Enterprise definition

Cross-connects

Private physical interconnections between customer equipment, carriers, IX ports, and transport providers.

What it means

A cross-connect is a physical connection inside a network facility or meet point. It links one party's equipment to another party, such as a carrier, transport provider, IX participant, customer router, or Quad State Internet handoff.

Where it fits

  • Carrier and transport provider access
  • Paducah IX participation
  • Private handoffs between customer equipment and Quad State Internet
  • Connecting to IP Transit, wavelengths, Ethernet, or dark fiber paths
  • Keeping traffic private before it leaves the facility

What we'll talk through with you

  • Which two parties or ports need to be connected?
  • What media, connector, optic, and port speed are required?
  • Is there a letter of authorization or carrier order involved?
  • What demarcation should support teams use?
  • Does the cross-connect support transit, peering, private transport, or another service?
Important context A cross-connect is simple physically but important operationally. The order should clearly name both sides, the ports, the media type, the support owner, and the service it enables.

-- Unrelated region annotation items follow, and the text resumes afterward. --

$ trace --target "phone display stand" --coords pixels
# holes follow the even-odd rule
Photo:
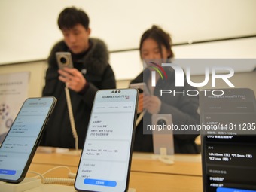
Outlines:
[[[19,184],[0,182],[1,192],[22,192],[33,189],[42,185],[41,179],[25,178]]]
[[[73,134],[73,136],[74,136],[75,141],[75,150],[77,151],[78,151],[78,133],[77,133],[77,130],[75,129],[75,120],[74,120],[74,115],[73,115],[73,111],[72,111],[72,105],[71,104],[71,99],[70,99],[70,94],[69,94],[68,83],[66,83],[65,93],[66,93],[66,97],[67,105],[68,105],[68,111],[69,111],[69,120],[70,120],[70,123],[71,123],[71,129],[72,130],[72,134]],[[70,153],[70,154],[75,154],[75,155],[78,155],[78,153]]]
[[[152,156],[152,159],[158,160],[160,162],[163,162],[167,165],[172,165],[174,164],[174,157],[172,155],[167,155],[167,151],[166,148],[160,148],[160,154],[154,154]]]
[[[66,155],[71,155],[71,156],[81,156],[82,151],[81,150],[68,150],[58,152],[59,154],[66,154]]]

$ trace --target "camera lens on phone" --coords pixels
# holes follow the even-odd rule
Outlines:
[[[61,57],[60,58],[60,62],[62,64],[66,64],[67,62],[67,59],[65,57]]]
[[[158,121],[157,121],[157,125],[166,125],[166,121],[163,119],[160,119]]]

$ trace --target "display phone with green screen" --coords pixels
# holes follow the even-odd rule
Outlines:
[[[137,102],[136,89],[96,93],[75,182],[78,191],[128,190]]]
[[[24,102],[0,148],[0,181],[24,179],[56,102],[54,97]]]

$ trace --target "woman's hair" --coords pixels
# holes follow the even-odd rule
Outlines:
[[[170,55],[168,56],[168,59],[172,59],[174,57],[174,53],[172,50],[172,38],[170,35],[164,32],[159,26],[155,25],[152,26],[151,29],[145,31],[141,38],[141,41],[139,44],[139,51],[141,56],[142,44],[144,41],[145,41],[148,38],[151,38],[157,43],[159,50],[161,53],[161,56],[163,56],[161,46],[163,45],[166,48],[167,51],[170,53]]]
[[[75,7],[65,8],[59,15],[58,26],[62,30],[71,29],[77,24],[81,24],[86,29],[89,28],[89,17],[81,9]]]

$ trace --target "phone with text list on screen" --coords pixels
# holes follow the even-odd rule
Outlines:
[[[96,93],[75,182],[78,191],[128,190],[138,93]]]

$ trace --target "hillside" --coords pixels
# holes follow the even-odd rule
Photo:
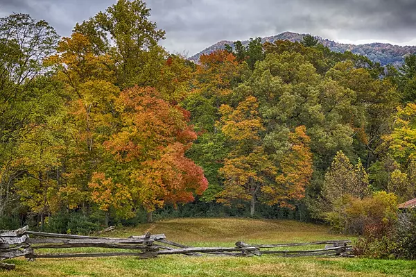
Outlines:
[[[262,37],[261,41],[263,43],[266,42],[274,42],[276,40],[285,40],[291,42],[300,42],[302,40],[303,35],[304,34],[284,32],[277,35]],[[416,46],[402,47],[378,42],[354,45],[338,43],[322,37],[317,37],[317,38],[318,38],[320,43],[329,47],[333,51],[345,52],[345,51],[350,51],[355,54],[365,56],[373,62],[380,62],[381,65],[388,64],[392,64],[396,66],[400,65],[403,63],[404,57],[406,55],[416,53]],[[248,40],[244,40],[242,42],[243,44],[246,45],[248,43]],[[233,42],[229,40],[218,42],[189,58],[189,60],[196,62],[202,54],[210,53],[218,49],[223,49],[225,44],[233,46]]]
[[[328,228],[293,221],[248,219],[176,219],[118,229],[107,236],[128,237],[145,230],[164,233],[173,241],[192,246],[229,246],[248,243],[311,242],[345,239],[328,233]],[[86,251],[80,249],[78,251]],[[62,250],[63,251],[64,250]],[[103,252],[103,249],[96,251]],[[44,250],[49,253],[53,249]],[[407,277],[415,276],[416,262],[337,258],[161,256],[150,260],[135,257],[37,259],[12,260],[15,270],[0,269],[4,277],[142,276],[142,277]]]

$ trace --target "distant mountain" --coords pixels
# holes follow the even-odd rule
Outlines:
[[[263,43],[266,42],[274,42],[276,40],[288,40],[291,42],[300,42],[304,34],[300,34],[291,32],[284,32],[277,35],[266,37],[261,38]],[[345,43],[338,43],[327,39],[318,37],[320,43],[329,47],[331,50],[336,52],[345,52],[350,51],[355,54],[363,55],[368,57],[371,60],[375,62],[380,62],[381,65],[392,64],[396,66],[401,65],[404,61],[404,57],[406,55],[416,53],[416,46],[399,46],[392,45],[388,43],[370,43],[365,44],[347,44]],[[243,45],[248,44],[248,40],[241,42]],[[198,53],[189,58],[189,60],[197,62],[202,54],[208,54],[216,50],[224,49],[225,44],[233,46],[233,42],[229,40],[222,40],[214,45],[202,50]]]

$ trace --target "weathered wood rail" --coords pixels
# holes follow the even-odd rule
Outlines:
[[[24,256],[30,260],[36,258],[66,258],[82,257],[135,256],[149,258],[159,255],[182,254],[259,256],[276,254],[288,257],[302,255],[338,255],[351,257],[349,240],[278,244],[248,244],[237,242],[235,247],[192,247],[166,240],[164,234],[131,236],[128,238],[91,237],[76,235],[33,232],[26,226],[15,230],[0,230],[0,261]],[[325,248],[308,250],[274,250],[279,247],[325,244]],[[96,248],[123,249],[127,251],[92,253],[37,253],[38,249]],[[264,249],[264,250],[263,250]],[[0,269],[12,269],[15,265],[0,262]]]

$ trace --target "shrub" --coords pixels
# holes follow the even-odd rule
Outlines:
[[[416,212],[404,214],[397,226],[398,258],[416,260]]]

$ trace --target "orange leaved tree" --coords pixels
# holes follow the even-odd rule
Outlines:
[[[222,131],[234,150],[220,169],[225,181],[218,202],[229,205],[236,200],[250,201],[252,217],[261,187],[273,182],[277,174],[277,168],[261,145],[260,133],[264,127],[258,108],[256,97],[249,96],[235,109],[227,105],[220,109]]]
[[[117,174],[124,176],[134,207],[151,213],[207,189],[202,169],[184,156],[196,139],[188,112],[151,87],[126,90],[116,105],[121,126],[105,145],[121,167]]]

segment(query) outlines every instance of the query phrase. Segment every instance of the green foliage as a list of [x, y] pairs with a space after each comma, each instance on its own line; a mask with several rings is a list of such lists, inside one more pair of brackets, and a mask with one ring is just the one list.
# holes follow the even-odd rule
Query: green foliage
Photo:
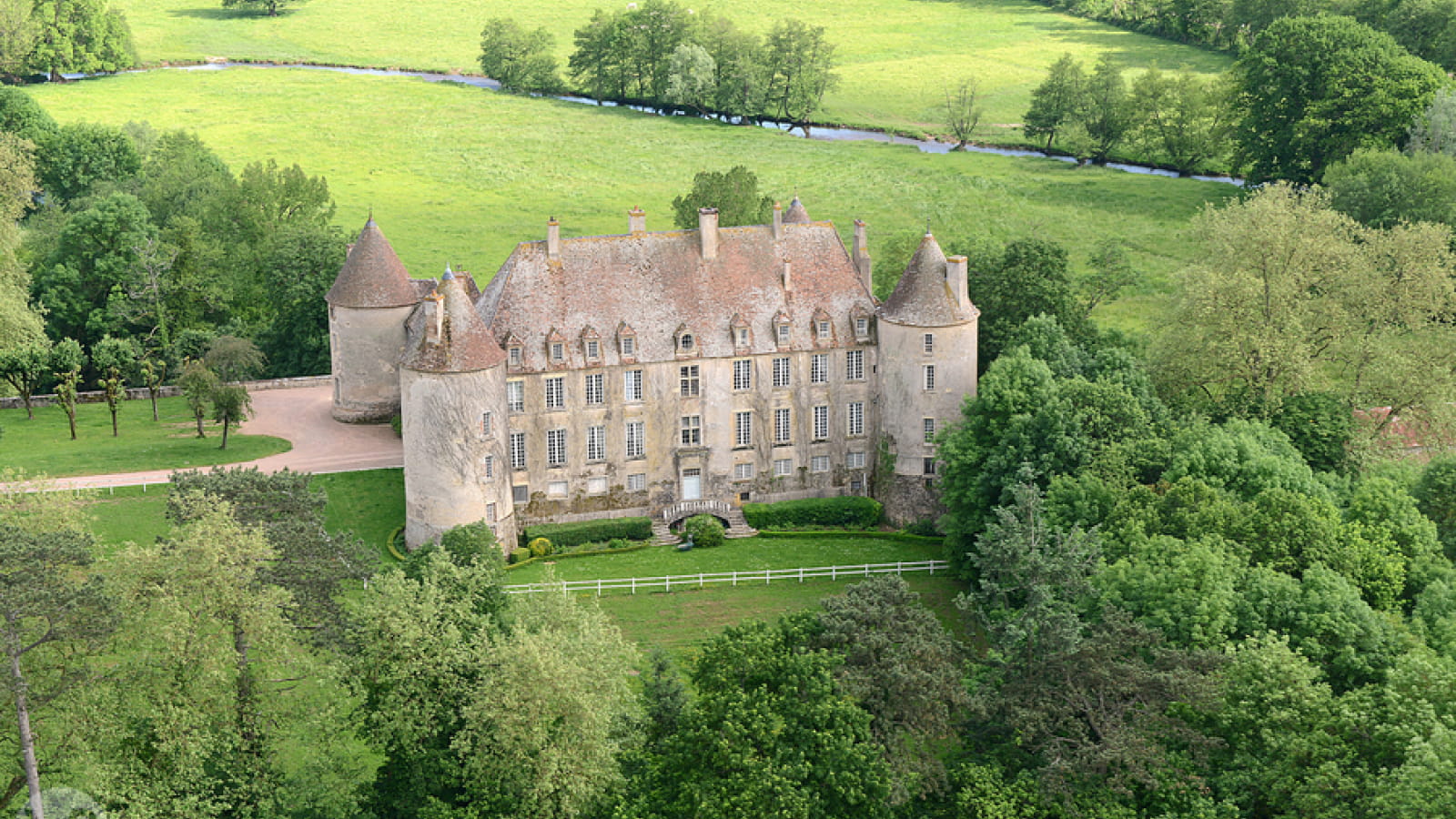
[[859, 495], [745, 503], [743, 516], [754, 529], [871, 529], [885, 510], [879, 501]]
[[651, 517], [610, 517], [603, 520], [584, 520], [581, 523], [543, 523], [527, 526], [524, 536], [549, 538], [552, 544], [566, 549], [581, 544], [603, 544], [612, 538], [626, 538], [629, 541], [645, 541], [652, 536]]

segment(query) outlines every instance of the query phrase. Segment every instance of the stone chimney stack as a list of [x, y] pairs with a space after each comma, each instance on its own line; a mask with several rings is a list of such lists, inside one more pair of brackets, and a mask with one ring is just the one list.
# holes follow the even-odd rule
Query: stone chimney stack
[[874, 264], [869, 259], [869, 240], [865, 238], [865, 222], [860, 219], [855, 220], [855, 268], [859, 271], [860, 281], [865, 283], [865, 290], [869, 293], [875, 291], [875, 275]]
[[951, 294], [961, 307], [971, 306], [970, 281], [965, 256], [949, 256], [945, 259], [945, 283], [951, 286]]
[[697, 233], [703, 240], [703, 258], [718, 258], [718, 208], [697, 208]]

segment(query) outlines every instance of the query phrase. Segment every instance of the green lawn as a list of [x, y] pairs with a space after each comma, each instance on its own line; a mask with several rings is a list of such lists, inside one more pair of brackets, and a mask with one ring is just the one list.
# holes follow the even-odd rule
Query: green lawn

How it shows up in a real project

A customer installs a router and orders a cross-connect to a Paducah IX port. Quad State Internet coordinates the physical handoff and helps the customer line up peering or transit next steps.

Learn the goal

We start by translating the business need into endpoints, capacity, term, resiliency, and support expectations.

Map the meet points

We identify carrier meet points, IX ports, cloud on-ramps, colocation footprints, or private handoffs that matter.

Choose the model

The answer may be DIA, IP Transit, Type II access, dark fiber, wavelength, IRU, managed transport, or a blend.

Build the path

Quad State Internet can build, coordinate, light, monitor, document, and support the route after turn-up.